Delma Jackson III (he/his/him) is an activist, facilitator, writer, counselor, and lecturer.
His research covers a variety of issues including: American pop-culture and media literacy, Islamophobia in America and abroad, Hip-Hop in the context of a Black musical legacy, sexism and media, linguistic authenticity in cross-cultural dialogues, white identity, America’s love affair with violence, the legacy of Black comedy in America, African Americans and history of health care, and African Americans in the context of US housing policy.
He earned his bachelor’s degree in African-American Studies and Psychology from Eastern Michigan University (EMU) and his Masters degree in Liberal Arts with a focus on American/African American Studies from the University of Michigan.

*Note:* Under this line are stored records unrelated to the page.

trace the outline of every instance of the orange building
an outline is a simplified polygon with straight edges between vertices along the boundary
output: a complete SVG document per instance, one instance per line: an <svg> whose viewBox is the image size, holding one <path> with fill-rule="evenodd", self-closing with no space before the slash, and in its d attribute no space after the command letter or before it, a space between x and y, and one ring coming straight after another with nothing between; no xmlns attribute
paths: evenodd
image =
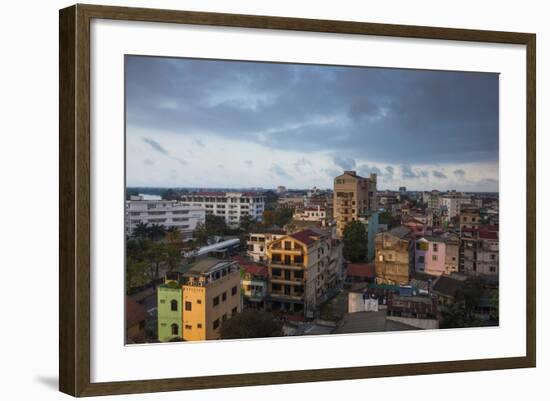
<svg viewBox="0 0 550 401"><path fill-rule="evenodd" d="M183 330L186 341L220 338L222 323L241 311L237 262L206 258L183 275Z"/></svg>

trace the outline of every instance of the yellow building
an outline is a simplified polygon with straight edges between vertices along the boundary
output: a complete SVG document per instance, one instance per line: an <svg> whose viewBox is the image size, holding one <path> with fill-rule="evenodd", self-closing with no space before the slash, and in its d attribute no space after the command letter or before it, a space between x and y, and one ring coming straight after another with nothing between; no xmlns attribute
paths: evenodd
<svg viewBox="0 0 550 401"><path fill-rule="evenodd" d="M239 265L215 258L195 262L183 276L182 301L183 339L219 339L222 323L241 311Z"/></svg>
<svg viewBox="0 0 550 401"><path fill-rule="evenodd" d="M341 283L341 255L340 241L313 229L298 231L269 243L271 309L314 317L329 290Z"/></svg>
<svg viewBox="0 0 550 401"><path fill-rule="evenodd" d="M376 174L365 178L344 171L334 179L333 203L336 234L342 237L346 224L376 210Z"/></svg>

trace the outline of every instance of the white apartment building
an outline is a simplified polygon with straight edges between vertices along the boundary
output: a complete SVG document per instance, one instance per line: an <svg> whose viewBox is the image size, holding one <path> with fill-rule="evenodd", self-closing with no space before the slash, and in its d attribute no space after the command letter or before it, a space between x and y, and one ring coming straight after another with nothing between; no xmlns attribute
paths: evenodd
<svg viewBox="0 0 550 401"><path fill-rule="evenodd" d="M204 224L204 208L168 200L126 201L126 234L131 235L139 223L158 224L165 228L177 227L183 237L189 238L197 225Z"/></svg>
<svg viewBox="0 0 550 401"><path fill-rule="evenodd" d="M256 263L267 262L267 246L286 235L284 230L250 233L246 240L246 254Z"/></svg>
<svg viewBox="0 0 550 401"><path fill-rule="evenodd" d="M292 218L300 221L322 221L326 220L327 212L321 206L306 206L302 211L294 212Z"/></svg>
<svg viewBox="0 0 550 401"><path fill-rule="evenodd" d="M206 214L224 217L232 228L247 215L261 221L265 209L265 196L260 192L194 192L183 194L181 200L184 205L204 208Z"/></svg>
<svg viewBox="0 0 550 401"><path fill-rule="evenodd" d="M470 203L470 197L461 194L444 195L439 198L439 206L445 210L443 217L447 222L453 217L460 215L460 207L462 205L469 205Z"/></svg>

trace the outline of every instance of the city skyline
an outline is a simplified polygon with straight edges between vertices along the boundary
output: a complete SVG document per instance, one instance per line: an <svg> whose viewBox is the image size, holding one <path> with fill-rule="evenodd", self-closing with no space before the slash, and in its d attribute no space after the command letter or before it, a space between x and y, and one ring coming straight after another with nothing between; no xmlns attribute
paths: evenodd
<svg viewBox="0 0 550 401"><path fill-rule="evenodd" d="M498 191L497 74L127 56L126 91L129 187Z"/></svg>

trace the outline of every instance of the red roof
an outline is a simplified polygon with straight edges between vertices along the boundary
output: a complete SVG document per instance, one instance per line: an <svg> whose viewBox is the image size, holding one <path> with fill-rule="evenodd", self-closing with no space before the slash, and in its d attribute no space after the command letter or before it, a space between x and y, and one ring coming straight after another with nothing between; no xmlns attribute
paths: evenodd
<svg viewBox="0 0 550 401"><path fill-rule="evenodd" d="M479 238L497 240L498 231L479 230Z"/></svg>
<svg viewBox="0 0 550 401"><path fill-rule="evenodd" d="M147 310L130 297L126 297L126 327L132 327L139 322L147 319L149 314Z"/></svg>
<svg viewBox="0 0 550 401"><path fill-rule="evenodd" d="M267 277L267 267L258 263L250 262L242 256L233 256L232 259L236 261L246 273L253 276Z"/></svg>
<svg viewBox="0 0 550 401"><path fill-rule="evenodd" d="M317 240L317 238L319 238L319 236L320 235L317 234L315 231L309 230L309 229L298 231L298 232L295 232L294 234L290 234L290 237L306 245L313 244Z"/></svg>
<svg viewBox="0 0 550 401"><path fill-rule="evenodd" d="M373 278L374 265L372 263L350 263L346 274L353 277Z"/></svg>

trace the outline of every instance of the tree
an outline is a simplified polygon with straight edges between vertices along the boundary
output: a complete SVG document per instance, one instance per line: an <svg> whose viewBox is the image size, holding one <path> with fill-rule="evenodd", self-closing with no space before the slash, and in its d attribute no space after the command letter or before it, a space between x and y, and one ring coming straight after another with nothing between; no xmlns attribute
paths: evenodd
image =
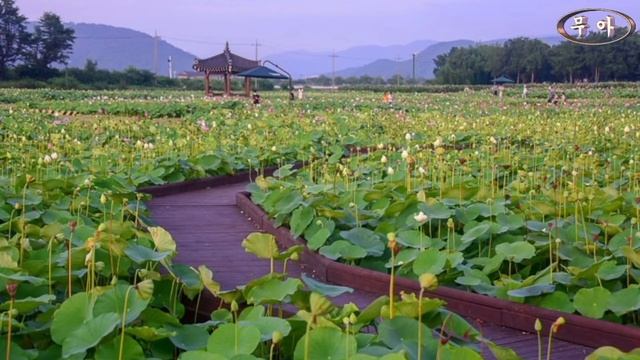
<svg viewBox="0 0 640 360"><path fill-rule="evenodd" d="M52 64L67 64L74 40L74 30L65 27L58 15L44 13L33 34L30 65L46 70Z"/></svg>
<svg viewBox="0 0 640 360"><path fill-rule="evenodd" d="M13 0L0 0L0 79L7 77L9 67L23 55L29 36L26 20Z"/></svg>

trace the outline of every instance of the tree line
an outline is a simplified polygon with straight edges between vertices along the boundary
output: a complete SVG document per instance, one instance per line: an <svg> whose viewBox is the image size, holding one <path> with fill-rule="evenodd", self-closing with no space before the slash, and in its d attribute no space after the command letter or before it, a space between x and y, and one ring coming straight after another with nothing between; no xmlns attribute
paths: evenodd
<svg viewBox="0 0 640 360"><path fill-rule="evenodd" d="M626 29L617 31L624 33ZM569 41L550 46L520 37L499 45L454 47L434 62L435 82L440 84L487 84L501 75L517 83L637 81L640 34L606 46Z"/></svg>
<svg viewBox="0 0 640 360"><path fill-rule="evenodd" d="M0 80L51 77L57 72L52 65L67 63L74 39L73 29L51 12L28 31L14 0L0 0Z"/></svg>

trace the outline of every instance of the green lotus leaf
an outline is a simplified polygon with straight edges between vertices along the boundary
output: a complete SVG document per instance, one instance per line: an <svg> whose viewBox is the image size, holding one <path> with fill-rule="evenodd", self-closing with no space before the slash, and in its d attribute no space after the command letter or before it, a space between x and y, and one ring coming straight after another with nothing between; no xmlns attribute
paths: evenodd
<svg viewBox="0 0 640 360"><path fill-rule="evenodd" d="M149 249L146 246L131 244L125 250L124 253L138 264L142 264L146 261L161 261L167 256L171 255L170 252L157 252Z"/></svg>
<svg viewBox="0 0 640 360"><path fill-rule="evenodd" d="M584 316L601 319L610 299L611 293L605 288L580 289L573 298L573 306Z"/></svg>
<svg viewBox="0 0 640 360"><path fill-rule="evenodd" d="M447 253L436 249L420 252L413 262L413 273L420 276L424 273L440 274L447 263Z"/></svg>
<svg viewBox="0 0 640 360"><path fill-rule="evenodd" d="M122 345L123 359L145 360L144 351L137 341L129 336L124 337ZM118 359L120 355L120 336L114 337L111 341L98 345L95 360Z"/></svg>
<svg viewBox="0 0 640 360"><path fill-rule="evenodd" d="M260 330L252 325L225 324L213 331L207 340L207 351L231 358L251 354L260 343Z"/></svg>
<svg viewBox="0 0 640 360"><path fill-rule="evenodd" d="M71 333L93 317L93 302L86 292L74 294L53 313L51 338L62 345Z"/></svg>
<svg viewBox="0 0 640 360"><path fill-rule="evenodd" d="M567 313L573 313L575 311L575 308L571 303L571 299L569 299L569 295L562 291L556 291L545 295L538 303L538 306Z"/></svg>
<svg viewBox="0 0 640 360"><path fill-rule="evenodd" d="M166 328L157 328L151 326L129 326L125 331L129 335L149 342L158 341L177 335L175 331L170 331Z"/></svg>
<svg viewBox="0 0 640 360"><path fill-rule="evenodd" d="M353 245L345 240L338 240L331 245L320 248L320 254L331 259L355 260L367 256L367 251L360 246Z"/></svg>
<svg viewBox="0 0 640 360"><path fill-rule="evenodd" d="M295 209L293 214L291 214L291 221L289 222L291 225L291 235L293 235L293 237L302 235L309 224L311 224L314 216L315 211L312 207L301 206Z"/></svg>
<svg viewBox="0 0 640 360"><path fill-rule="evenodd" d="M305 356L305 344L309 337ZM298 341L293 353L294 360L347 359L357 351L356 339L336 328L321 327L311 330Z"/></svg>
<svg viewBox="0 0 640 360"><path fill-rule="evenodd" d="M180 349L191 351L203 350L207 347L209 332L206 327L180 325L169 327L168 329L175 333L175 335L170 338L171 342Z"/></svg>
<svg viewBox="0 0 640 360"><path fill-rule="evenodd" d="M304 282L304 284L307 286L307 288L310 291L315 291L319 294L322 294L324 296L329 296L329 297L336 297L336 296L340 296L344 293L352 293L353 289L346 287L346 286L337 286L337 285L330 285L330 284L325 284L323 282L320 282L316 279L313 279L309 276L307 276L307 274L302 274L302 276L300 277L302 279L302 281Z"/></svg>
<svg viewBox="0 0 640 360"><path fill-rule="evenodd" d="M106 313L85 321L62 342L62 356L81 354L98 345L103 337L120 324L119 320L118 314Z"/></svg>
<svg viewBox="0 0 640 360"><path fill-rule="evenodd" d="M264 283L253 286L247 293L249 304L269 304L283 301L303 287L299 279L286 280L269 279Z"/></svg>
<svg viewBox="0 0 640 360"><path fill-rule="evenodd" d="M496 254L502 255L505 259L516 263L531 259L536 255L536 248L526 241L498 244L495 250Z"/></svg>
<svg viewBox="0 0 640 360"><path fill-rule="evenodd" d="M629 287L614 292L609 298L608 308L618 316L640 309L640 288Z"/></svg>
<svg viewBox="0 0 640 360"><path fill-rule="evenodd" d="M278 256L276 238L267 233L254 232L242 240L242 247L260 259L271 259Z"/></svg>
<svg viewBox="0 0 640 360"><path fill-rule="evenodd" d="M377 233L369 229L354 228L348 231L341 231L340 236L363 248L370 256L380 256L384 252L384 242Z"/></svg>

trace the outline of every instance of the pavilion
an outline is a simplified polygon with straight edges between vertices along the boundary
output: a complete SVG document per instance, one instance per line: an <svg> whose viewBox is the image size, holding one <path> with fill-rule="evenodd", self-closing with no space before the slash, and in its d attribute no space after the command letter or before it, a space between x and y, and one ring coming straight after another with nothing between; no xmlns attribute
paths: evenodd
<svg viewBox="0 0 640 360"><path fill-rule="evenodd" d="M222 75L224 78L224 95L229 96L231 95L231 76L259 66L259 61L249 60L232 53L229 50L229 43L227 42L222 53L207 59L196 59L193 64L193 69L204 72L205 95L208 96L211 94L209 76ZM244 93L246 96L251 94L251 79L249 77L244 78Z"/></svg>

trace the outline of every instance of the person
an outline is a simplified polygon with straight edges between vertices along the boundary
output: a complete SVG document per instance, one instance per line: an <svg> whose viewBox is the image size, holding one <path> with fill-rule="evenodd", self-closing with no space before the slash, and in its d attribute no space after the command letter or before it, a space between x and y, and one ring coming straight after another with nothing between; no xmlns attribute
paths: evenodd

Delma has twice conducted research on Afro-European identity. In 1999, he traveled to the Netherlands to explore the Dutch role in the Trans-Atlantic Slave Trade. In 2014, he went back to the Netherlands to explore migration and immigration patterns across Western Europe as well as European racialized pop-culture and its impact on Afro-Dutch identity.
He has lectured on various topics across multiple venues including New York University’s Tisch School for Performing Arts, Toledo University’s Graduate School for Criminal Justice, Yale University’s School of Forestry and Environmental Studies, and twice at the National Conference on Race and Ethnicity in Higher Education (NCORE).